Однако когда началась Венгерская Революция 1956 года, «Молодая Волчья Сотня» осталась ораторствовать в уютных барах Крыма, в то время как юноши из либеральных семей, все это барахло, никчемные поэтишки и джазмены, как раз и организовали баррикадный отряд, вылетели в Вену и пробрались в Будапешт прямо под гусеницы карательных танков.
Андрей Лучников тогда еле унес ноги из горящего штаба венгерской молодежи, кинотеатра «Корвин». Советская, читай русская, пуля сидела у него в плече. Потрясенный, обожженный, униженный дикой танковой беспощадностью своей исторической родины он был доставлен до дома какой-то шведской санитарной организацией. Из трех сотен добровольцев на Остров вернулось меньше пяти десятков. Разумеется, вернулись они героями. Портреты Андрея появились в газетах. Маруся Джерми не отходила от его ложа. К концу года раны борца за свободу затянулись, состоялась шумнейшая свадьба, которую некоторые эстеты считают теперь зарей новой молодежной субкультуры.
Среди многочисленных чудеснейших эпизодов этой свадьбы был и безобразный один. Игнатьев-Игнатьев, перегнувшись через стол, стал орать в лицо Лучникову: «А все-таки здорово НАШИ выпустили кишки из жидо-мадьяр!» Хотели было его бить, но жених, сияющий и блистательный идол молодежи Андрэ, решил объясниться. Извини, Юра, но мне кажется, что-то есть лишнее между нами. Оказалось, нелишнее: ненависть! Игнатьев-Игнатьев в кафельной тишине сортира ночного клуба «Blue inn», икая и дрожа, разразился своим комплексом неполноценности. «Ненавижу тебя, всегда ненавидел, белая кость, голубая кровь, облюю сейчас всю вашу свадьбу».
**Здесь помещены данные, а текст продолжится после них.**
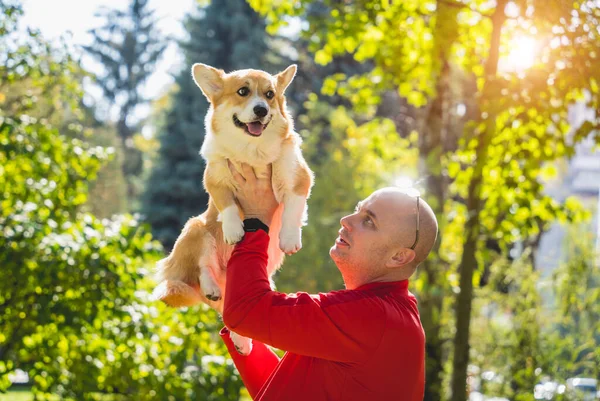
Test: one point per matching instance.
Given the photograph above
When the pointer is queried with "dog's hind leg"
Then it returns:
(208, 262)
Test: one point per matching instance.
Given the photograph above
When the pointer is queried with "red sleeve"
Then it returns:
(254, 368)
(344, 328)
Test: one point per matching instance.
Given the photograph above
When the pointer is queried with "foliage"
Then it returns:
(355, 161)
(517, 121)
(573, 342)
(74, 308)
(128, 46)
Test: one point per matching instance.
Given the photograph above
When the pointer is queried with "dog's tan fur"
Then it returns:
(202, 250)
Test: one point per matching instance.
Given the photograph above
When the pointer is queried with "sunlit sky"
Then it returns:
(55, 18)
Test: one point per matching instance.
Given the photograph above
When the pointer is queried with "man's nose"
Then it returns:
(344, 221)
(260, 111)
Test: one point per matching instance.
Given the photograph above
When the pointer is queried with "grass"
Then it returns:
(24, 394)
(18, 394)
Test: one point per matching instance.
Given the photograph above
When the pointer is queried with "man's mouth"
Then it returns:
(254, 128)
(340, 241)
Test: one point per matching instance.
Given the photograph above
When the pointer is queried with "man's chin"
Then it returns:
(335, 252)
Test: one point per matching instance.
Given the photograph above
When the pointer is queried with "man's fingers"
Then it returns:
(270, 171)
(236, 176)
(248, 172)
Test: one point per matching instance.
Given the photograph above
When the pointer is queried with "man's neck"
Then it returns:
(353, 283)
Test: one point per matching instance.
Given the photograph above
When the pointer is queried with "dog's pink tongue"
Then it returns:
(255, 128)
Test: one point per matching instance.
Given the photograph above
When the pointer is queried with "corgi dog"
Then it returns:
(247, 122)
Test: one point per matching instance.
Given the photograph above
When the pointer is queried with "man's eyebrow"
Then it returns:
(367, 211)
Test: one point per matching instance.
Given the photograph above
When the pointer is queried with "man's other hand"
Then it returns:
(255, 194)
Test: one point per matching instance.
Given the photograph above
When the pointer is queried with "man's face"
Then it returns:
(374, 232)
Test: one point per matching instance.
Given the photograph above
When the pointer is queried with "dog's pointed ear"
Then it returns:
(208, 79)
(284, 78)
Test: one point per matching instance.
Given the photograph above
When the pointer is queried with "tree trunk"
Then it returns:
(472, 227)
(432, 146)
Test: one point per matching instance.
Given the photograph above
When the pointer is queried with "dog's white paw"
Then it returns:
(242, 344)
(210, 289)
(233, 228)
(290, 240)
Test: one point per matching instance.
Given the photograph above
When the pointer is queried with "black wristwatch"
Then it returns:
(254, 224)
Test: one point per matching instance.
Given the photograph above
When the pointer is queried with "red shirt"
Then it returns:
(365, 344)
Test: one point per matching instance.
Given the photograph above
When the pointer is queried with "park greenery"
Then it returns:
(431, 91)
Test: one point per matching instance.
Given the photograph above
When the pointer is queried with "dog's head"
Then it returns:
(250, 102)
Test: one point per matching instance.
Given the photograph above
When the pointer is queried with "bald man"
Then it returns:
(364, 343)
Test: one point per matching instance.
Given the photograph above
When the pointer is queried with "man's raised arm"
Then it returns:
(324, 326)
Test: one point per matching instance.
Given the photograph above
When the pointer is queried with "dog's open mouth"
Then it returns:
(254, 128)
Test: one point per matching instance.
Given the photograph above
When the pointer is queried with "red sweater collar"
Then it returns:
(387, 286)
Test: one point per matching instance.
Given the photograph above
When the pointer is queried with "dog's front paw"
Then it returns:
(233, 227)
(242, 344)
(210, 289)
(290, 240)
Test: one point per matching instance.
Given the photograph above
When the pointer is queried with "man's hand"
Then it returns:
(255, 195)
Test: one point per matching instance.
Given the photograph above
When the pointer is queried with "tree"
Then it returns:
(516, 120)
(128, 45)
(227, 35)
(73, 309)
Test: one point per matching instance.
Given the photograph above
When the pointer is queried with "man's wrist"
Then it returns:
(252, 224)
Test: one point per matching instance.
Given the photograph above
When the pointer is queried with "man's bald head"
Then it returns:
(407, 207)
(375, 241)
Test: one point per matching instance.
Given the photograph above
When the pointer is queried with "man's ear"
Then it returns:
(402, 257)
(285, 77)
(208, 79)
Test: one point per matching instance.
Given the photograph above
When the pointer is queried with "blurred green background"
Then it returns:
(491, 109)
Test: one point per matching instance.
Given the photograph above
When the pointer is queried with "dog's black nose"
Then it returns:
(260, 111)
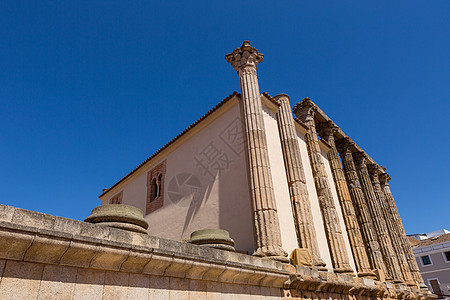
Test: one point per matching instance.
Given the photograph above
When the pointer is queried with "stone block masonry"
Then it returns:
(48, 257)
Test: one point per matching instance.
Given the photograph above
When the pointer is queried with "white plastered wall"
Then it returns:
(324, 149)
(281, 189)
(206, 183)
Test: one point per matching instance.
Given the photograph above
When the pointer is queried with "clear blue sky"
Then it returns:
(90, 89)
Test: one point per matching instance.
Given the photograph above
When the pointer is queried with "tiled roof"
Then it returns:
(273, 100)
(220, 104)
(434, 240)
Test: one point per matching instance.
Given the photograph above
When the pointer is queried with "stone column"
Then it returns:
(390, 223)
(298, 191)
(305, 112)
(265, 216)
(326, 131)
(344, 147)
(377, 218)
(400, 230)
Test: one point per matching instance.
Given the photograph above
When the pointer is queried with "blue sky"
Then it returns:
(90, 89)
До Лучникова тогда дошло, что перед ним злейший его враг, опаснейший еще и потому, что, кажется, влюблен в него, потому что соперником его считать нельзя. Потом еще были какие-то истерики, валянье в ногах, гомосексуальные признания, эротические всхлипы в адрес Маруси, коварные улыбки издалека, доходящие через третьи руки угрозы, но всякий раз на протяжении лет Лучников забывал Игнатьева-Игнатьева, как будто тот и не существует. И вот наконец — покушение на жизнь! В чем тут отгадка — в политической ситуации или в железах внутренней секреции?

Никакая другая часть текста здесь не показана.